Pisando
talones
CAMPO ELIAS ESTRADA
cestrada@prensa.com
El despunte del Plaza Amador en la última
parte del torneo clausura Bell South le ha dado una tónica
especial a los tramos finales de la ronda regular. Los placinos
le pisan los talones al Tauro y ahora habrá que esperar
si mantienen la cuerda para los dos últimos partidos
que restan del calendario.
Hasta hace cuatro jornadas, Tauro mantenía
una ventaja considerable de nueve puntos sobre el Plaza y ahora
apenas lo separan dos. De allí que la expectativa sea
grande por ver si los placinos consiguen darle caza a los de
Pedregal, teniendo en cuenta que a los dos le quedan un partido
con el colero Veragüense y otro con el Sporting Coclé
(Tauro) y San Francisco (Plaza).
Me llama la atención ese despunte
del Plaza. Solo hizo irse el técnico uruguayo Américo
Bravo, que lo dejó en una cuarta posición y haber
llegado el argentino Sergio Giovagnolli, para que el equipo
se soltara.
Me decía el profesor Carlos Ovando
un corrector de nuestro medio y simpatizante del Plaza
que el técnico argentino entró con mucha suerte
al equipo placino, prácticamente ni los entrenó
en el primer partido y le ganó categóricamente
a El Chorrillo. Después vino la paliza que le dieron
al Tauro y su última victoria frente al Sporting Coclé.

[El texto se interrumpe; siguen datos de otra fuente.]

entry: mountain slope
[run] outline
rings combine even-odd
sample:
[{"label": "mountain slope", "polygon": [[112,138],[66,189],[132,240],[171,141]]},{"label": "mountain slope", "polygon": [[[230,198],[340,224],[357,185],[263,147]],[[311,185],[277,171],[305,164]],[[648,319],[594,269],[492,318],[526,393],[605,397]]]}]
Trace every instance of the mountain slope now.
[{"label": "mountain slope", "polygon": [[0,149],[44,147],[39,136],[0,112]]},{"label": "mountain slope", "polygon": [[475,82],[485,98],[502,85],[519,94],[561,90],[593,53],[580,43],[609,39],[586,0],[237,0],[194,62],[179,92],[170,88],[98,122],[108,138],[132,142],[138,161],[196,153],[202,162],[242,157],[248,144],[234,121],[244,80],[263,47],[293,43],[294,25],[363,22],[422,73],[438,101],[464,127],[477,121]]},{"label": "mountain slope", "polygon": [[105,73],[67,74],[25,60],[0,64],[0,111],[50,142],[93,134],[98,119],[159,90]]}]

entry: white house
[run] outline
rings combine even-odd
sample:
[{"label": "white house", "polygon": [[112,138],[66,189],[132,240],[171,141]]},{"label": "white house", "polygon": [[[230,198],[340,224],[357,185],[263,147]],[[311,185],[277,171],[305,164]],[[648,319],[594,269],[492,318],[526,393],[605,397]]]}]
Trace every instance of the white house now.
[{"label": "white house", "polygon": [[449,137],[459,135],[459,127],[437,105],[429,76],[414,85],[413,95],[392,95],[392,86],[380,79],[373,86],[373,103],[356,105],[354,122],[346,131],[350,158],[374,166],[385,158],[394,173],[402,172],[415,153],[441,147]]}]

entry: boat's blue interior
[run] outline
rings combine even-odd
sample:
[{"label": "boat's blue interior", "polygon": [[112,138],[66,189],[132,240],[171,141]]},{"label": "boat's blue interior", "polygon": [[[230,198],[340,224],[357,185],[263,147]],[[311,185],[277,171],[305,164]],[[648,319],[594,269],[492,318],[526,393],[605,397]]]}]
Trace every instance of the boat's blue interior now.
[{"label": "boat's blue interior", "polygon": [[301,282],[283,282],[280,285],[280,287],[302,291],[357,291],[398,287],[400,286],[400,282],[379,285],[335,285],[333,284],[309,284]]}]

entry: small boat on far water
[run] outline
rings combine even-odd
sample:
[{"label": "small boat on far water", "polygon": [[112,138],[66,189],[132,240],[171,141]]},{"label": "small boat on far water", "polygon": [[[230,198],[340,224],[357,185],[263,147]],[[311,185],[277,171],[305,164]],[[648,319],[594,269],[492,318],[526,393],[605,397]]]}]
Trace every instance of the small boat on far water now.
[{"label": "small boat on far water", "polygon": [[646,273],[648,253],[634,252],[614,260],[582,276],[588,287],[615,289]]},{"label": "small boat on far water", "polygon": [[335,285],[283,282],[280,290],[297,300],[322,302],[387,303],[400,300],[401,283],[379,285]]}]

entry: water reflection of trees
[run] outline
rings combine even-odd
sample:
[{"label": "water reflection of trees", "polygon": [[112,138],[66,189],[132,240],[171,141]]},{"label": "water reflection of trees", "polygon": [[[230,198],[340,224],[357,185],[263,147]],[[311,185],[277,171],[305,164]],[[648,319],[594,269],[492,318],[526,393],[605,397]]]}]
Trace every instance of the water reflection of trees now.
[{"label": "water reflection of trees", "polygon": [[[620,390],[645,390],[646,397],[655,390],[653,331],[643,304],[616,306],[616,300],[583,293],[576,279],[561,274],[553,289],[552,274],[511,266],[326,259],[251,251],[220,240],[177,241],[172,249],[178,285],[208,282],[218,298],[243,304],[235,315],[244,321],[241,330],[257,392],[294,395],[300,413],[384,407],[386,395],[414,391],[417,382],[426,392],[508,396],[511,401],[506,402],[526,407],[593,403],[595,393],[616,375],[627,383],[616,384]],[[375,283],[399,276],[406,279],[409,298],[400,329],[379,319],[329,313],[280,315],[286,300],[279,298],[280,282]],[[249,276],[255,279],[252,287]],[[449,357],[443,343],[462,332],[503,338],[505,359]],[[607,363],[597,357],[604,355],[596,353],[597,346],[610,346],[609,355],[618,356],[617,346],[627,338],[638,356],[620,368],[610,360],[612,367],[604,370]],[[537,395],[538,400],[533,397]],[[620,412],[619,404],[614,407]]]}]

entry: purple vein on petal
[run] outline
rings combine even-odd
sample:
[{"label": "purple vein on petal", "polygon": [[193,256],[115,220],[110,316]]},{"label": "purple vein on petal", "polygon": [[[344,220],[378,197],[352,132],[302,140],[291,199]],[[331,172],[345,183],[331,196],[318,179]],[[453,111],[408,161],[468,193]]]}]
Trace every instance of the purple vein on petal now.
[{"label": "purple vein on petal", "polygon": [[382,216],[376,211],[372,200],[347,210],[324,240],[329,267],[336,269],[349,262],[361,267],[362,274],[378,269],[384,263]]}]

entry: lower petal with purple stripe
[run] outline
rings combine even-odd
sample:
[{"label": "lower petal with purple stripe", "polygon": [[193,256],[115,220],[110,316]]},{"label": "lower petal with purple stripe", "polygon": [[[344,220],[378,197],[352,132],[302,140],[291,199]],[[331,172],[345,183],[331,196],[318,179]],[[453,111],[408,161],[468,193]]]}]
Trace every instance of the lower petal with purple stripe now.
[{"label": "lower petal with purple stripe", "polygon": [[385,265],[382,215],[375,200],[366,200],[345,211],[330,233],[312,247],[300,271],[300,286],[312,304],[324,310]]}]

Tres victorias con la misma gente, sin
jugadores del otro mundo. Digo, no se le puede negar los méritos
a Giovagnolli, pero tampoco se puede dejar por un lado lo que
hicieron los jugadores.
Fijémonos, que sin contar con el
plantel de estrellas que tiene el Tauro, este Plaza
los supera en garra, que fue lo que le faltó al equipo
en los últimos torneos, hoy día, pese tener varios
argentinos en su nómina, nadie se siente figura. Así
lo percibo.
Todo lo contrario de lo que pasa en el
Tauro. Dos días después de la goleada que le propinó
el Plaza al Tauro, un jugador de jerarquía del equipo
pedregaleño me lo comentó: lo que pasa es
que hay varios jugadores en el equipo que se sienten estrellas,
y de paso reconoció que la derrota era buena para que
los jugadores escarmienten.
Las estrellas tienen que brillar con luz
propia en la cancha, sobre todo cuando lideran con gran ventaja
un torneo. Y más tratándose de un equipo como
el Tauro. Plaza Amador, en ese sentido, ha dado una lección,
incluyendo los jugadores argentinos que forman parte del plantel.
No solo el nombre juega.
El caso del placino Alejandro Dawson es
una muestra. Ha sido lo mejor del torneo en sus últimas
jornadas: sus cinco goles en los tres partidos, contando los
tres que le marcó al Tauro, dicen mucho de este delantero
panameño que ha marcado la diferencia en el equipo de
Giovagnolli. Un par de sus goles fueron de antología,
sobre todo uno que le marcó a El Chorrillo y otro al
Tauro.
Con sus pro y sus contras, el hecho de
que Tauro y Plaza lideren el torneo le hace honor al calificativo
de colosos como se les conoce en el fútbol
panameño, pero que en los últimos años
vienen siendo superados por el Arabe Unido de Colón.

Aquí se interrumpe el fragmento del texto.